Monday, October 17, 2011

Semantics: part of grammar

Semantics has not always enjoyed a prominent role in modern linguistics. From World War 1 to the early 1969s semantics was viewed, especially in the United States as not quite respectable: its inclusion in a grammar (as linguist sometimes called a scientific description of a language) was considered by many as either a sort of methodological impurity or an objective to be reached only in the distance future.

But there is as much reason to consider semantics a part of grammar as syntax or phonology. It is often said that a grammar describes what fluent speakers know of their language – their linguistics competence.

If that is so, whatever fluent speakers know of their language is a proper part of a description of that language.

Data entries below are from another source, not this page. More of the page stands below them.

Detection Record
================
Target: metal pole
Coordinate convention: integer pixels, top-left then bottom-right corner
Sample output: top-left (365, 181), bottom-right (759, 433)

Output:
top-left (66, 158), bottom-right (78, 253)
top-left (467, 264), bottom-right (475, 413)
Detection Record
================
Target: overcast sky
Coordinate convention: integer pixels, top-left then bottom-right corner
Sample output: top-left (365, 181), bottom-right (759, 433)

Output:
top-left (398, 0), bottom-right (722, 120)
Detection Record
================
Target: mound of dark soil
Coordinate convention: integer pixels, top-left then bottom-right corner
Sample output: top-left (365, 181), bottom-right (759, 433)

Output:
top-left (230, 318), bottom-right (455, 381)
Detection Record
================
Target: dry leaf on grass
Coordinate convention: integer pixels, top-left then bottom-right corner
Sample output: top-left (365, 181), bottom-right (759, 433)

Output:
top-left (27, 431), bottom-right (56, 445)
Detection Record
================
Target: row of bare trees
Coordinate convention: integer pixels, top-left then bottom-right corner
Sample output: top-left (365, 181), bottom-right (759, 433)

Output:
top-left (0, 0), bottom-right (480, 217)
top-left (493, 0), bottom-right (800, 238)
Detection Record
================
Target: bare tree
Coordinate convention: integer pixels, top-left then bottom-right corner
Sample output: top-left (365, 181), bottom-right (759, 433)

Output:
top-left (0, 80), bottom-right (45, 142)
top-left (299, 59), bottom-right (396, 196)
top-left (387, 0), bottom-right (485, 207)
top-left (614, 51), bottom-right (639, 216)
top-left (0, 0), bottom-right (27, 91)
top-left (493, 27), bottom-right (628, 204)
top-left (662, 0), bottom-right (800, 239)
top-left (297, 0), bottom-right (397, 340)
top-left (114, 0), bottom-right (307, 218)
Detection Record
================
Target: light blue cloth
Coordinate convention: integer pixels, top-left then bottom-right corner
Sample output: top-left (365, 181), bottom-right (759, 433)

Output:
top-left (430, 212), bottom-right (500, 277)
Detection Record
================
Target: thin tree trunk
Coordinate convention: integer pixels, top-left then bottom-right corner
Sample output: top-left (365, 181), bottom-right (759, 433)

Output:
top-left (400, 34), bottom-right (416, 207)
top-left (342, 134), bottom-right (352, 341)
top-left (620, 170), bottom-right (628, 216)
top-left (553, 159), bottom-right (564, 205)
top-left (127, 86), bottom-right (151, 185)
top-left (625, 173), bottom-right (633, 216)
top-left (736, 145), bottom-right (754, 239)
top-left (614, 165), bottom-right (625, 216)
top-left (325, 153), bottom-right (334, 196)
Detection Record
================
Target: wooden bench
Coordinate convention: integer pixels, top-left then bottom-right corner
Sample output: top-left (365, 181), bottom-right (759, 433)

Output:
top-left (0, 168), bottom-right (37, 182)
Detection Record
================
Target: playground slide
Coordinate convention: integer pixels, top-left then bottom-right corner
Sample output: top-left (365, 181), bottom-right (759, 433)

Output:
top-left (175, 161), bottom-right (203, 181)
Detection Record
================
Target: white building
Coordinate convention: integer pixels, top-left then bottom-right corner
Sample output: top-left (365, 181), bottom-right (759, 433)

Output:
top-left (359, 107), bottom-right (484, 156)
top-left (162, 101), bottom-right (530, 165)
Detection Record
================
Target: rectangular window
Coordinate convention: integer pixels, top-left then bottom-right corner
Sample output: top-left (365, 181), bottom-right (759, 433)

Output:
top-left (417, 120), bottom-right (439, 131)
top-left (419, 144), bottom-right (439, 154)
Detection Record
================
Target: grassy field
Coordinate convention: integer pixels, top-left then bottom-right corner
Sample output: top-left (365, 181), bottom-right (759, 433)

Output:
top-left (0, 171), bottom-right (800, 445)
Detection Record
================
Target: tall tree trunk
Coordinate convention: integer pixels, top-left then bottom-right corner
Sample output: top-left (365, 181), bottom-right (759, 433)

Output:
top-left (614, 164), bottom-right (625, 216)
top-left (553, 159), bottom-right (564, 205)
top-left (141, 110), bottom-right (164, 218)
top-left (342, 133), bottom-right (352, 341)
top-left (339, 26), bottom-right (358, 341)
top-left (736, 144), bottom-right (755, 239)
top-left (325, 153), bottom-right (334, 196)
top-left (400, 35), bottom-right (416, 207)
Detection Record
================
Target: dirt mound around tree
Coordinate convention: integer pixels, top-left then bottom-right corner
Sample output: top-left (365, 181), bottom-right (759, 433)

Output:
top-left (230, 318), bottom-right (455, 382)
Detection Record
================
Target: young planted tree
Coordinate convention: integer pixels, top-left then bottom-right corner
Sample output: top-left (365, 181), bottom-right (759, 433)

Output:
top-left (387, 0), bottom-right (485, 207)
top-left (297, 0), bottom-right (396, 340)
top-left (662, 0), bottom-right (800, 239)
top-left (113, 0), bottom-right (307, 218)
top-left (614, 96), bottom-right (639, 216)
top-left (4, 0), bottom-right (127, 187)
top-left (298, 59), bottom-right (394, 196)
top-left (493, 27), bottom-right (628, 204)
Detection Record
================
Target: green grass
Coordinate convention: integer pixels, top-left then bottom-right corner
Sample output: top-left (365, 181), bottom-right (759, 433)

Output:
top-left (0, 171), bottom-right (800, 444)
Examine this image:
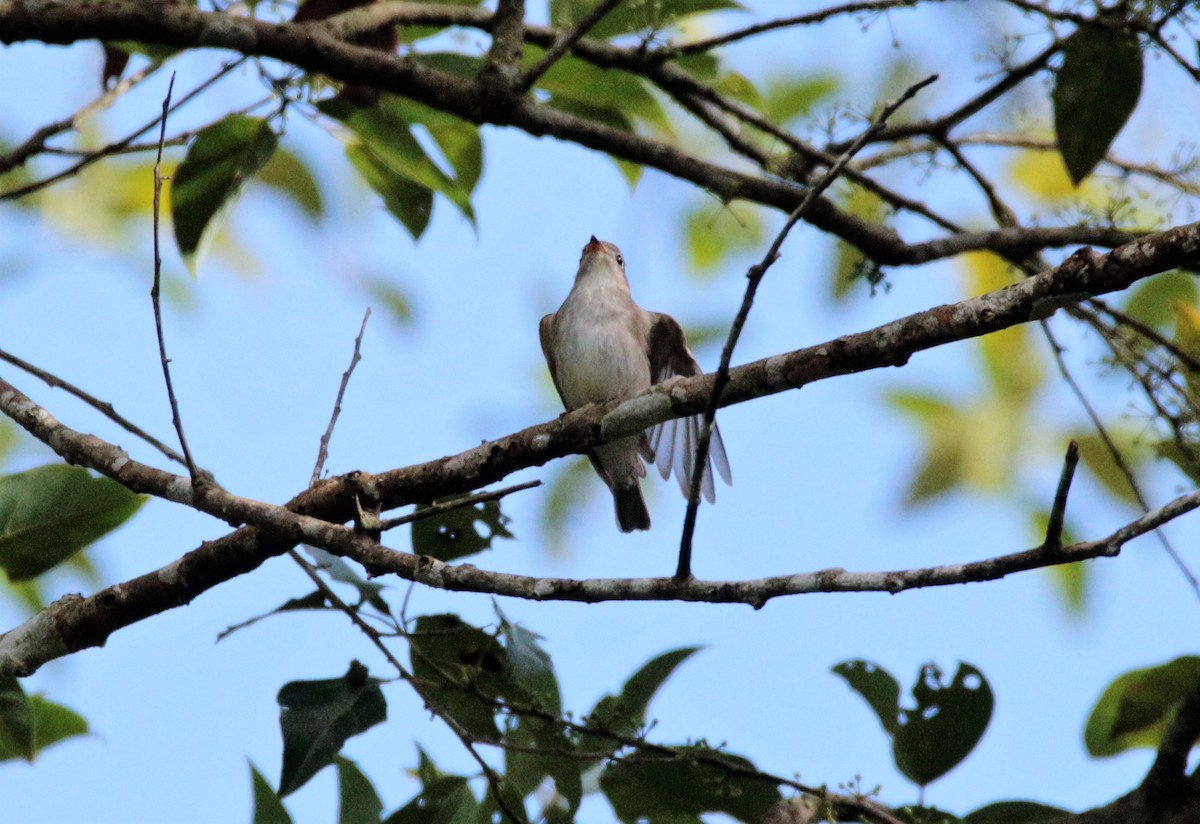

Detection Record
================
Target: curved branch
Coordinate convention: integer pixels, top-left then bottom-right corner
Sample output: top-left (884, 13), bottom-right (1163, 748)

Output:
top-left (0, 217), bottom-right (1200, 675)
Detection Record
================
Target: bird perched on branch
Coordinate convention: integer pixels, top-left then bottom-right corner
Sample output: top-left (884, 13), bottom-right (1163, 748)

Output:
top-left (540, 235), bottom-right (732, 533)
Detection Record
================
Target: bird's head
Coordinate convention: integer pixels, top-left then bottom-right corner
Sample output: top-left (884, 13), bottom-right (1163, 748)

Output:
top-left (575, 235), bottom-right (629, 287)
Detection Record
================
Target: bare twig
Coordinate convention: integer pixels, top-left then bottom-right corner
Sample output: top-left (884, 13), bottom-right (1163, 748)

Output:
top-left (379, 481), bottom-right (541, 533)
top-left (1040, 320), bottom-right (1200, 597)
top-left (308, 306), bottom-right (371, 486)
top-left (512, 0), bottom-right (622, 95)
top-left (0, 349), bottom-right (187, 467)
top-left (150, 72), bottom-right (203, 487)
top-left (676, 74), bottom-right (937, 581)
top-left (1042, 440), bottom-right (1079, 549)
top-left (0, 58), bottom-right (246, 200)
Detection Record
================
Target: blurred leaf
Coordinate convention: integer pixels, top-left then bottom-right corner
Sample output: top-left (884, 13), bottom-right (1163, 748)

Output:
top-left (892, 805), bottom-right (960, 824)
top-left (170, 114), bottom-right (278, 267)
top-left (1050, 26), bottom-right (1142, 185)
top-left (413, 500), bottom-right (512, 561)
top-left (346, 145), bottom-right (433, 240)
top-left (409, 614), bottom-right (508, 741)
top-left (0, 676), bottom-right (35, 762)
top-left (962, 801), bottom-right (1070, 824)
top-left (1069, 428), bottom-right (1146, 506)
top-left (258, 148), bottom-right (325, 219)
top-left (893, 661), bottom-right (995, 787)
top-left (764, 74), bottom-right (841, 126)
top-left (834, 660), bottom-right (995, 787)
top-left (541, 456), bottom-right (600, 553)
top-left (304, 543), bottom-right (391, 615)
top-left (334, 756), bottom-right (383, 824)
top-left (0, 464), bottom-right (145, 582)
top-left (830, 186), bottom-right (888, 300)
top-left (684, 200), bottom-right (766, 271)
top-left (493, 605), bottom-right (563, 716)
top-left (217, 590), bottom-right (329, 642)
top-left (277, 661), bottom-right (388, 796)
top-left (584, 646), bottom-right (701, 752)
top-left (1124, 269), bottom-right (1200, 331)
top-left (524, 48), bottom-right (671, 134)
top-left (250, 762), bottom-right (292, 824)
top-left (0, 678), bottom-right (88, 762)
top-left (600, 746), bottom-right (782, 824)
top-left (1009, 149), bottom-right (1109, 207)
top-left (1084, 655), bottom-right (1200, 757)
top-left (962, 252), bottom-right (1044, 403)
top-left (550, 0), bottom-right (742, 38)
top-left (833, 658), bottom-right (900, 735)
top-left (384, 776), bottom-right (479, 824)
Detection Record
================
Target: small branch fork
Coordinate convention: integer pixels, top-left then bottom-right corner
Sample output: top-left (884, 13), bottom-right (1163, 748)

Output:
top-left (676, 74), bottom-right (937, 581)
top-left (150, 72), bottom-right (204, 492)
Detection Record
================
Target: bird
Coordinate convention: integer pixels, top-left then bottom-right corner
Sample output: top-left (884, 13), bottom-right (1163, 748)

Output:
top-left (539, 235), bottom-right (733, 533)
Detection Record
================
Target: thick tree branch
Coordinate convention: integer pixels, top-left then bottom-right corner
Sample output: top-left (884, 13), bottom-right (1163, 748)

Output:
top-left (0, 217), bottom-right (1200, 674)
top-left (0, 0), bottom-right (1134, 265)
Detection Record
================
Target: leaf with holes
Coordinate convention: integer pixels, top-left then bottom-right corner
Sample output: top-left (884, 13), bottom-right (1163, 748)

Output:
top-left (0, 463), bottom-right (146, 582)
top-left (413, 500), bottom-right (512, 561)
top-left (277, 661), bottom-right (388, 796)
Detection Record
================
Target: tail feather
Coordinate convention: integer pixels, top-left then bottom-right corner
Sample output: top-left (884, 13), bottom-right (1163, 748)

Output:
top-left (612, 483), bottom-right (650, 533)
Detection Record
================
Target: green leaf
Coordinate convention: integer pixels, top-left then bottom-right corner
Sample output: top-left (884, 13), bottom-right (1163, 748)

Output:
top-left (409, 614), bottom-right (508, 741)
top-left (217, 589), bottom-right (329, 642)
top-left (1124, 270), bottom-right (1200, 331)
top-left (550, 0), bottom-right (742, 38)
top-left (962, 801), bottom-right (1070, 824)
top-left (892, 662), bottom-right (995, 787)
top-left (1084, 655), bottom-right (1200, 757)
top-left (0, 678), bottom-right (35, 762)
top-left (334, 756), bottom-right (383, 824)
top-left (305, 545), bottom-right (391, 615)
top-left (600, 746), bottom-right (782, 824)
top-left (1050, 26), bottom-right (1142, 186)
top-left (170, 114), bottom-right (278, 265)
top-left (413, 500), bottom-right (512, 561)
top-left (277, 661), bottom-right (388, 796)
top-left (346, 145), bottom-right (433, 240)
top-left (833, 658), bottom-right (900, 735)
top-left (0, 464), bottom-right (146, 582)
top-left (493, 605), bottom-right (563, 716)
top-left (0, 678), bottom-right (88, 762)
top-left (684, 200), bottom-right (766, 270)
top-left (318, 98), bottom-right (482, 236)
top-left (250, 762), bottom-right (292, 824)
top-left (584, 646), bottom-right (701, 752)
top-left (258, 148), bottom-right (325, 219)
top-left (384, 776), bottom-right (479, 824)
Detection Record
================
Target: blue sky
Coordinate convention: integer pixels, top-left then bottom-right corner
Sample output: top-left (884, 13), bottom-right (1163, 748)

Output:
top-left (0, 3), bottom-right (1198, 824)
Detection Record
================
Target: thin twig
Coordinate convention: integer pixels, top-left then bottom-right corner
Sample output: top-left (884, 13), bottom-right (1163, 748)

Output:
top-left (0, 349), bottom-right (187, 465)
top-left (512, 0), bottom-right (622, 95)
top-left (308, 306), bottom-right (371, 486)
top-left (1040, 320), bottom-right (1200, 597)
top-left (150, 72), bottom-right (203, 489)
top-left (1042, 440), bottom-right (1079, 549)
top-left (379, 481), bottom-right (541, 533)
top-left (0, 58), bottom-right (247, 200)
top-left (676, 74), bottom-right (937, 581)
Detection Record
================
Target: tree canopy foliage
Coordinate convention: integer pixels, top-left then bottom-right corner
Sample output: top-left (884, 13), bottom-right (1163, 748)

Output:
top-left (0, 0), bottom-right (1200, 824)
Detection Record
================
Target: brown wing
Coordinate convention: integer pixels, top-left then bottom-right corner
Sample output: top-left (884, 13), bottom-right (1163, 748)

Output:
top-left (648, 312), bottom-right (733, 503)
top-left (538, 313), bottom-right (566, 407)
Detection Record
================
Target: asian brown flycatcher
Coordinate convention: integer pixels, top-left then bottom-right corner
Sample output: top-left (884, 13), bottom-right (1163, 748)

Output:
top-left (540, 235), bottom-right (732, 533)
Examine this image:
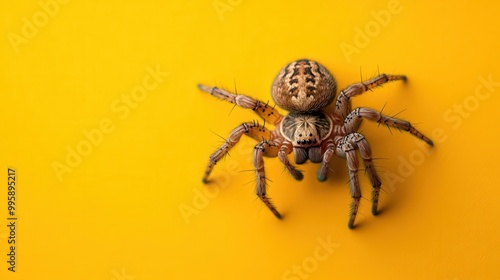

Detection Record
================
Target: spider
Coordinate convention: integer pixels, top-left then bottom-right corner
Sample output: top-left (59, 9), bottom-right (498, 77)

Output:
top-left (198, 59), bottom-right (434, 229)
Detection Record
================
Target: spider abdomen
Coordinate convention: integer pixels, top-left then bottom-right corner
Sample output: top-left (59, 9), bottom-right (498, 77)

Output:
top-left (272, 59), bottom-right (337, 112)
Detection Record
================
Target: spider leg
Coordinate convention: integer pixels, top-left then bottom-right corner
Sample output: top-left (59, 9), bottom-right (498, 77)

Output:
top-left (344, 108), bottom-right (434, 147)
top-left (336, 136), bottom-right (361, 229)
top-left (198, 84), bottom-right (283, 125)
top-left (203, 122), bottom-right (271, 183)
top-left (333, 74), bottom-right (407, 121)
top-left (278, 140), bottom-right (304, 181)
top-left (317, 139), bottom-right (335, 182)
top-left (253, 140), bottom-right (281, 219)
top-left (344, 132), bottom-right (382, 215)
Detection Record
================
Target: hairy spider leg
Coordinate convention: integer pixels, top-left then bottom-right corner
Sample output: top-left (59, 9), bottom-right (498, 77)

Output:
top-left (278, 140), bottom-right (304, 181)
top-left (344, 108), bottom-right (434, 147)
top-left (333, 74), bottom-right (407, 122)
top-left (344, 132), bottom-right (382, 215)
top-left (198, 84), bottom-right (283, 125)
top-left (335, 138), bottom-right (361, 229)
top-left (253, 140), bottom-right (282, 219)
top-left (317, 138), bottom-right (335, 182)
top-left (203, 122), bottom-right (271, 183)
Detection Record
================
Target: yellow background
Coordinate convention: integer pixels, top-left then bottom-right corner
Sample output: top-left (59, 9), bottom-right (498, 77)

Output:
top-left (0, 0), bottom-right (500, 280)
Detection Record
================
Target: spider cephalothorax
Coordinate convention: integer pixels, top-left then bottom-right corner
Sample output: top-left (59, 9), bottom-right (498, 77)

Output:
top-left (199, 59), bottom-right (433, 228)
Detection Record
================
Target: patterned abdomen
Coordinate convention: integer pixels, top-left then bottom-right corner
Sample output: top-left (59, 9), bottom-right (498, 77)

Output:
top-left (272, 59), bottom-right (337, 112)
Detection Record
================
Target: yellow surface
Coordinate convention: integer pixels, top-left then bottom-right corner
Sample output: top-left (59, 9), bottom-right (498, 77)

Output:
top-left (0, 0), bottom-right (500, 280)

In other words, appealing to what fluent speakers know about their language counts as motivation for including a phonological fact or a syntactic fact in the grammar of that language, then the same sort of consideration motivates the inclusion of semantic facts.

A more general consideration also motivates us to include semantics in the part of grammar of a language.

A language is often defined as a conventional system for communication, a system for conveying messages. Moreover, communication can be accomplished (in the system) only because words have certain meanings; therefore, to characterize this system – the language – it is necessary to describe these meanings.

Hence, if a grammar describes a language, part of it must describe meaning, and thus the grammar must contain semantics. Taking these two considerations together, it seems reasonable to conclude that semantic information is an integral part of a grammar.